Combinatorial double auctions based on subgradient algorithm

Abstract

Due to the advantages of higher efficiency over fixed-price trading and the ability to discover equilibrium prices quickly, auction is a popular way of trading goods. In business-to-business e-commerce (B2B), many goods with complementarities or substitutabilities are being traded using auctions. Combinatorial auctions can be applied to improve the efficiency of trading in B2B marketplaces. In combinatorial auctions, a bidder can bid on a combination of goods with one limit price for the total combination. This improves the efficiency when the procurement of one good is dependent on the acquisition of another. Most of the combinatorial auctions studied in the literature are one-sided: either multiple buyers compete for commodities sold by one seller, or, multiple sellers compete for the right to sell to one buyer. Combinatorial double auctions in which both sides submit demand or supply bids are much more efficient than several one-sided auctions combined.
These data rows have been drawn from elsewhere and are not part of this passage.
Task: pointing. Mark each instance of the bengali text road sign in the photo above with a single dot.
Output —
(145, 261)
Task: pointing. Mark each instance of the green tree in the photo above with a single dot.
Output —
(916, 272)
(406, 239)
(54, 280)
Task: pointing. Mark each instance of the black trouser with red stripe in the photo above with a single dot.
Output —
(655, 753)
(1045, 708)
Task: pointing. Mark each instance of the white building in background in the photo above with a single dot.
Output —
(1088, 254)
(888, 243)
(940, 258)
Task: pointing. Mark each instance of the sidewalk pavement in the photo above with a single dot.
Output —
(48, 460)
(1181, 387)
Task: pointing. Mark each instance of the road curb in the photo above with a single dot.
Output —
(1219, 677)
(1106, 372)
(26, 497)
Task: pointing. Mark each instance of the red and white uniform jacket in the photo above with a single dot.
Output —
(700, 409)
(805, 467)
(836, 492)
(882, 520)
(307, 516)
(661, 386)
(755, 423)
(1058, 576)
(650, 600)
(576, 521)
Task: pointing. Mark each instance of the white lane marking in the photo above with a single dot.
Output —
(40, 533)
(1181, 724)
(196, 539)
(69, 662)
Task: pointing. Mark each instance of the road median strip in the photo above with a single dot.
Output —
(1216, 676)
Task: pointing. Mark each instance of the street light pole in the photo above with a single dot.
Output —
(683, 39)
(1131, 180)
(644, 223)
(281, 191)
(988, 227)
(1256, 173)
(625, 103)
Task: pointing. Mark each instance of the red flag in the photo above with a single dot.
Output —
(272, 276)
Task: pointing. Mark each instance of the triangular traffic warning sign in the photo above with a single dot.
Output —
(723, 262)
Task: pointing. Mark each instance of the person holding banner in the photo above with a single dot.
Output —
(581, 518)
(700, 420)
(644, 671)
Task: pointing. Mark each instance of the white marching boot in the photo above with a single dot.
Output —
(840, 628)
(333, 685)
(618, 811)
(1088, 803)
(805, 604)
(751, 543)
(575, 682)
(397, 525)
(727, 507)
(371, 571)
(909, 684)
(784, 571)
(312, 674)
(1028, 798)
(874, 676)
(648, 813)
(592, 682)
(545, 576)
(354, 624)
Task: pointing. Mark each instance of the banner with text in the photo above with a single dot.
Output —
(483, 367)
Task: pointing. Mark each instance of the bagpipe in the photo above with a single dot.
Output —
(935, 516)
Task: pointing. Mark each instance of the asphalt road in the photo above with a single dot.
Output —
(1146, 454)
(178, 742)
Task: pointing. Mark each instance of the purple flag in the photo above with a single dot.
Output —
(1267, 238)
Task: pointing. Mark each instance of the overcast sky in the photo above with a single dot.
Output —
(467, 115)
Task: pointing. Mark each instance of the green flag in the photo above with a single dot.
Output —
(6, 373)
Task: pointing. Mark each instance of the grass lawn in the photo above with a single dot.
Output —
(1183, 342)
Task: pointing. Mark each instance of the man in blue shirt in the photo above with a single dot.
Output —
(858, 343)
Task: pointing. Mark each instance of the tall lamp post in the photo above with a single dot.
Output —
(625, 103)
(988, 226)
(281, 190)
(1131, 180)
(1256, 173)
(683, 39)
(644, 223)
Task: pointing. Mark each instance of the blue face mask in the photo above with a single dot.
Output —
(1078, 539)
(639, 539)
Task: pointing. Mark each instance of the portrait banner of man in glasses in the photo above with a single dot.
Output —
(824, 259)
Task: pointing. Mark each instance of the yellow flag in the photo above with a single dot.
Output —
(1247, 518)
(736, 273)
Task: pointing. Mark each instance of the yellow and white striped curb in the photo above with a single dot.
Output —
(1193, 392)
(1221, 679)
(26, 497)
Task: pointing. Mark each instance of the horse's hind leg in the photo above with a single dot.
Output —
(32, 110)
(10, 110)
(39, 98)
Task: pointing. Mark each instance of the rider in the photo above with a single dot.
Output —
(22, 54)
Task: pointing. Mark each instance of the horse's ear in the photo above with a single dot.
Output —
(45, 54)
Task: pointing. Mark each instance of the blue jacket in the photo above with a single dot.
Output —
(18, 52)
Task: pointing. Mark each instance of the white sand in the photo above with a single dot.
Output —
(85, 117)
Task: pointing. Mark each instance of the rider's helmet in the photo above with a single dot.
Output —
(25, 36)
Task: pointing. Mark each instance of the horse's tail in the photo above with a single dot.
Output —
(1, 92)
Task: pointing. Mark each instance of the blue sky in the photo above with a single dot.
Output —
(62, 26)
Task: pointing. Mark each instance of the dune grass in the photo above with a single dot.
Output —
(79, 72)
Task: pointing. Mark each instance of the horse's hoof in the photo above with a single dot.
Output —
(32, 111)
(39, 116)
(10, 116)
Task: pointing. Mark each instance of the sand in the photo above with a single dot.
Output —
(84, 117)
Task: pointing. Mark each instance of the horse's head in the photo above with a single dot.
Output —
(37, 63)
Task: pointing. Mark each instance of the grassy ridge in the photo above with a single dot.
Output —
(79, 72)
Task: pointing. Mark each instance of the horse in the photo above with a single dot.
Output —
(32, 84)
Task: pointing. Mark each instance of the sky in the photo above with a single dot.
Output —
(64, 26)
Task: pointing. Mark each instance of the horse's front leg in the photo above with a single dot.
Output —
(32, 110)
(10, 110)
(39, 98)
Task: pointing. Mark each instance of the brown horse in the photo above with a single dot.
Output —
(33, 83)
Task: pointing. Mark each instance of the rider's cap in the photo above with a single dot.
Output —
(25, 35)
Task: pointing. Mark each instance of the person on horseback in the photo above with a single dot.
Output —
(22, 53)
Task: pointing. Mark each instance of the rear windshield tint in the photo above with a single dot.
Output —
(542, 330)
However, combinatorial double auctions are notoriously difficult to solve from computation point of view. In this paper, we formulate the combinatorial double auction problem and propose an algorithm for finding near optimal solutions. The algorithm is developed by decomposing the combinatorial double auction problem into several subproblems and applying the subgradient algorithm to iteratively adjust the shadow prices for the subproblems.